While the studies continue on the health risks of electronic cigarettes, one thing is clear: The law.
The sale to anyone under 18 is illegal and their use is banned in places where smoking is banned — including within 100 feet of schools or public buildings.
But stroll into one of the many “vape” shops that have opened across the borough, and chances are good you’ll find high school kids.
One owner actually said that he was aware he was breaking the law by allowing the youngsters to hang out and puff, but thought it was better than having them out on the street.
That’s why it was not surprising to get a letter from a very passionate Staten Islander who signed it: “A concerned parent who is on a mission.”
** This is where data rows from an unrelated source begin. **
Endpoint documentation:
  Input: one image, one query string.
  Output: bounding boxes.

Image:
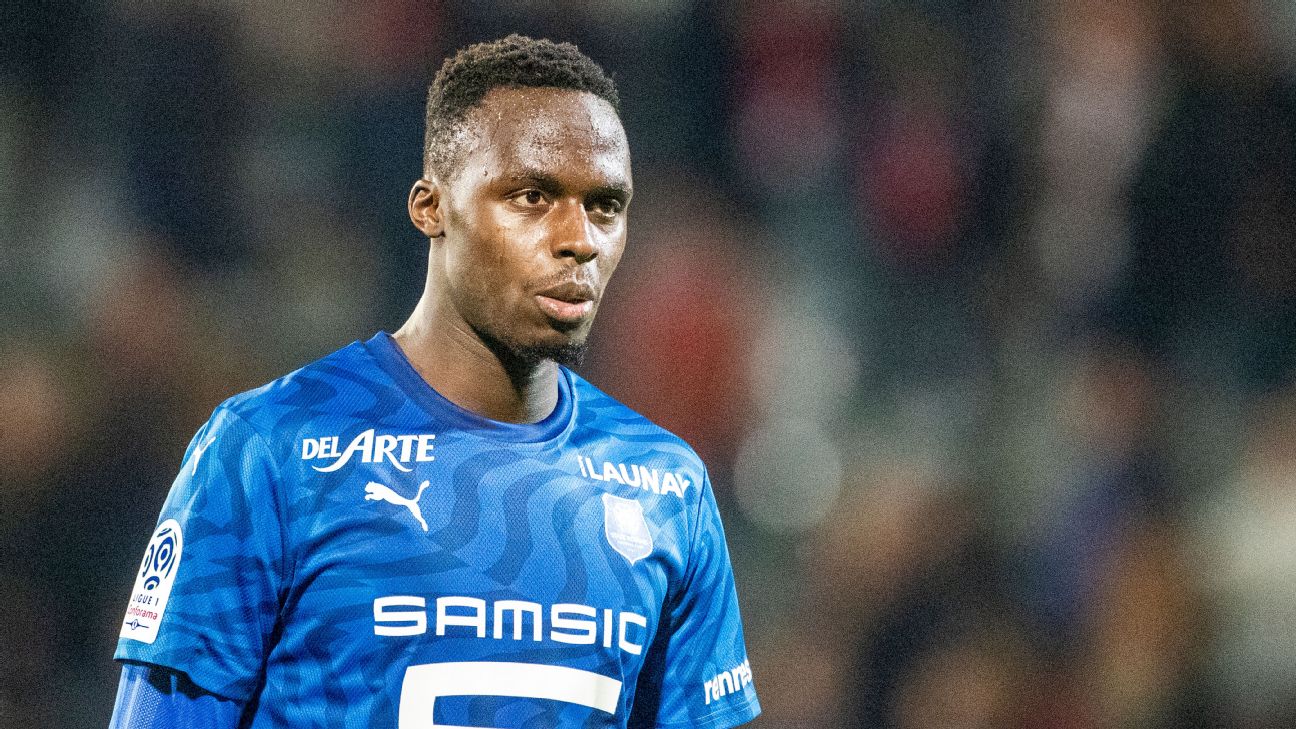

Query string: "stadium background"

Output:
[0,0,1296,729]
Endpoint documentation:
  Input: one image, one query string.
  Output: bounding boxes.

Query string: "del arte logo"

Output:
[302,428,437,473]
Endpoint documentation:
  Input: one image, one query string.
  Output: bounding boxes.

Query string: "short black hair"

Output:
[422,34,621,175]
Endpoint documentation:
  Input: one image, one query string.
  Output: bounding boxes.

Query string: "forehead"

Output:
[463,87,630,185]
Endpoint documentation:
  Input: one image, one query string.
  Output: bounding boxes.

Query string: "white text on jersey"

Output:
[702,660,752,703]
[373,595,648,655]
[302,428,437,473]
[575,455,692,498]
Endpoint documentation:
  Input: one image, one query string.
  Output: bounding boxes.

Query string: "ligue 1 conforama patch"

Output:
[603,494,652,564]
[121,519,184,643]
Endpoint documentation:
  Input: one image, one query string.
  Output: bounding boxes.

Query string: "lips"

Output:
[535,281,597,324]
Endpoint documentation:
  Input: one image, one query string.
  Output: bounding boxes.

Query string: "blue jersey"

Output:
[117,333,759,729]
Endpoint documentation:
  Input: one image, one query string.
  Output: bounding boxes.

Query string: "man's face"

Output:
[433,88,631,362]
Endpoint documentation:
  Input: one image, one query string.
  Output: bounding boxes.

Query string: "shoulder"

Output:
[204,340,381,440]
[564,368,706,476]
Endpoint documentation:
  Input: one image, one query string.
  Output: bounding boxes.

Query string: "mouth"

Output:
[535,281,597,324]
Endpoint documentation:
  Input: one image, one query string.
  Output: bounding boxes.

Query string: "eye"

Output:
[590,197,625,218]
[511,188,544,208]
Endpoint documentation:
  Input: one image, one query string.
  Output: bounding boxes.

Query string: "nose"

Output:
[550,198,599,265]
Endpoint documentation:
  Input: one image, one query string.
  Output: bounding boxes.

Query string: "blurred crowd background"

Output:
[0,0,1296,729]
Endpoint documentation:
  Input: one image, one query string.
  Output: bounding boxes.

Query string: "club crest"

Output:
[603,494,652,564]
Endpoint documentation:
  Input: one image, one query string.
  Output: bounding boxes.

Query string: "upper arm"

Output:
[631,479,761,729]
[117,409,288,700]
[109,663,242,729]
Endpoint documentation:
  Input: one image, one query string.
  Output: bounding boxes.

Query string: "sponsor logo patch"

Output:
[121,519,184,643]
[364,481,430,532]
[302,428,437,473]
[603,494,652,564]
[575,454,693,498]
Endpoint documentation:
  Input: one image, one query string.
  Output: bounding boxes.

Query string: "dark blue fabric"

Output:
[109,663,242,729]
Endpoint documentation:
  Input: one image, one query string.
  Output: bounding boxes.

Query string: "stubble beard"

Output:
[477,321,588,375]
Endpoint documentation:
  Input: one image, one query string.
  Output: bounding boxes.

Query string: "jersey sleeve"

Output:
[115,407,288,700]
[630,466,761,729]
[108,663,242,729]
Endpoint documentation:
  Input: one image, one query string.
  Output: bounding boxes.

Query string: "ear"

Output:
[406,178,446,239]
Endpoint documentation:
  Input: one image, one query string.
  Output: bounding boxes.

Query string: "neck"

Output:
[391,294,559,423]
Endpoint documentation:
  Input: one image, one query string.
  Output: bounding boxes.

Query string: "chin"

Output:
[478,327,587,368]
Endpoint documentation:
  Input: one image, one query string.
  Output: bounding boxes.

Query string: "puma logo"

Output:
[364,481,428,532]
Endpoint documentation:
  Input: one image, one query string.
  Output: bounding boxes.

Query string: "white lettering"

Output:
[373,595,428,636]
[702,660,752,703]
[437,595,486,638]
[550,602,599,646]
[617,612,648,655]
[495,599,543,642]
[302,428,437,473]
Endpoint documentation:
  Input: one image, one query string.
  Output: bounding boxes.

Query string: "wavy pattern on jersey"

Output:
[118,333,759,729]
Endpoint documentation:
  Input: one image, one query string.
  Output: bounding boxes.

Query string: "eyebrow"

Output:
[504,167,631,200]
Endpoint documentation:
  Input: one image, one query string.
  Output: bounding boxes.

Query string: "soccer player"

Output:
[113,35,759,729]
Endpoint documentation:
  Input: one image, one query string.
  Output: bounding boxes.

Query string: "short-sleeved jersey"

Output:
[117,333,759,729]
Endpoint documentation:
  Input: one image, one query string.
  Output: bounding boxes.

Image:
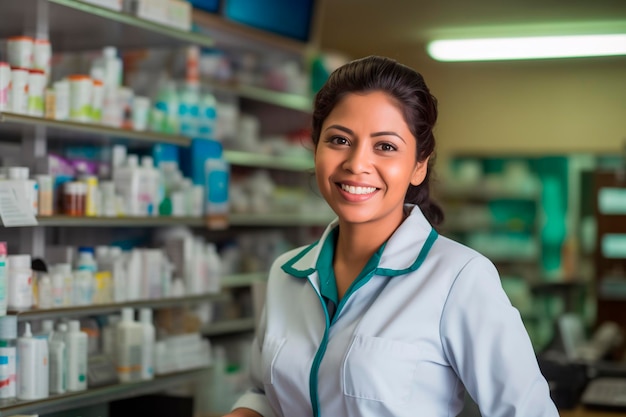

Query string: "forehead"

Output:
[323,91,410,130]
[327,91,403,120]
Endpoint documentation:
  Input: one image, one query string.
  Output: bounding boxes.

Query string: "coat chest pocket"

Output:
[261,335,286,385]
[342,336,420,404]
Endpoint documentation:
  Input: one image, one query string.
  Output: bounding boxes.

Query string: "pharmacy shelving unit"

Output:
[0,369,205,416]
[437,184,541,274]
[0,0,322,416]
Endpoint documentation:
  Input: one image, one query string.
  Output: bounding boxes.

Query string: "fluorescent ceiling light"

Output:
[427,34,626,62]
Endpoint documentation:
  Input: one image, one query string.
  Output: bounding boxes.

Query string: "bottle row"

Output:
[0,36,222,139]
[0,308,211,400]
[0,238,223,315]
[0,141,230,217]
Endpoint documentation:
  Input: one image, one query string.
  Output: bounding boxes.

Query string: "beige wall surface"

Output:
[416,58,626,157]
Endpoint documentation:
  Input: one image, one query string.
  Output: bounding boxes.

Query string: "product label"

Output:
[0,346,17,398]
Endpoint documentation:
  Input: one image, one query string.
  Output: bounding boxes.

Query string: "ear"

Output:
[411,156,430,186]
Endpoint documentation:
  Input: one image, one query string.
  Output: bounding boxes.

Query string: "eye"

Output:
[326,136,350,146]
[376,142,397,152]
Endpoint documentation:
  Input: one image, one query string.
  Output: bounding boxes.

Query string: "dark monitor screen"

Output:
[223,0,315,42]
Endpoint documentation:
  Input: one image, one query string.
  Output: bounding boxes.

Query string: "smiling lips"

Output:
[337,183,378,201]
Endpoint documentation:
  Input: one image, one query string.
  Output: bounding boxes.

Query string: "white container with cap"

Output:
[0,62,11,111]
[0,242,8,316]
[17,323,48,400]
[0,355,11,398]
[0,316,17,399]
[139,308,156,380]
[115,308,143,382]
[9,67,28,114]
[7,255,33,310]
[65,320,87,391]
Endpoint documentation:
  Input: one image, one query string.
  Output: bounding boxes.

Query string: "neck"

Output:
[335,208,405,265]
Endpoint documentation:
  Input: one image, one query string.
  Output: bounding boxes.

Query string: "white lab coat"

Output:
[234,207,558,417]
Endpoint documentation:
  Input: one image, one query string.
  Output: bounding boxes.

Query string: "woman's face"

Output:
[315,91,428,228]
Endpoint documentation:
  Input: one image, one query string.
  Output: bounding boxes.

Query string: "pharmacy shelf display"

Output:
[0,0,316,416]
[0,0,214,52]
[0,112,190,146]
[7,272,266,320]
[28,212,333,227]
[0,368,207,416]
And that mission is to crack down on stores and vape shops that sell to minors.
“The strict parent that I am, I was floored over my child’s choice and this issue has been discussed and resolved…”
But, she added, “I surely know I am not the only one out there.”
She pointed out that she spotted some of the young customers arrive in school uniforms.
THE HEALTH ISSUE
E-cigs are considered by the federal Food and Drug Administration to be a “tobacco product” because they often — but not always — contain nicotine.
The e-cig industry has maintained that the products are not smoking cessation devices, but are a “healthier alternative” to smoking.
And many smokers have switched from their traditional brands to the electronic version citing that rationale.
But opponents point out that the flavors now being marketed — everything from cotton candy to cappuccino — are aimed at hooking a young market on nicotine.
While the health risks of e-cigarettes are still being evaluated, the American Cancer Society, the American Lung Association, the American Heart Association and the Campaign for Tobacco-Free Kids want them prohibited.
THE FDA RAISES RED FLAG
While an outright ban is extreme, last Thursday the Food and Drug Administration announced new safety reviews and a federal ban on selling e-cigarettes, cigars and other tobacco products to anyone under 18.
But House Republicans want to exempt the increasingly popular e-cigarette. The effort alarmed Democrats and public health advocates, the Associated Press reported.
Legislation approved by a House committee last month would prevent the FDA from requiring retroactive safety reviews of e-cigarettes already on the market and exempt some premium and large cigars from those same regulations. E-cigarette products introduced in the future would face the safety reviews.
Vaping and cigar companies have pushed for the exemptions, arguing that their products are safer than cigarettes and even help some cigarette smokers quit. They say many of the small businesses that make their products would suffer once the rules are in place.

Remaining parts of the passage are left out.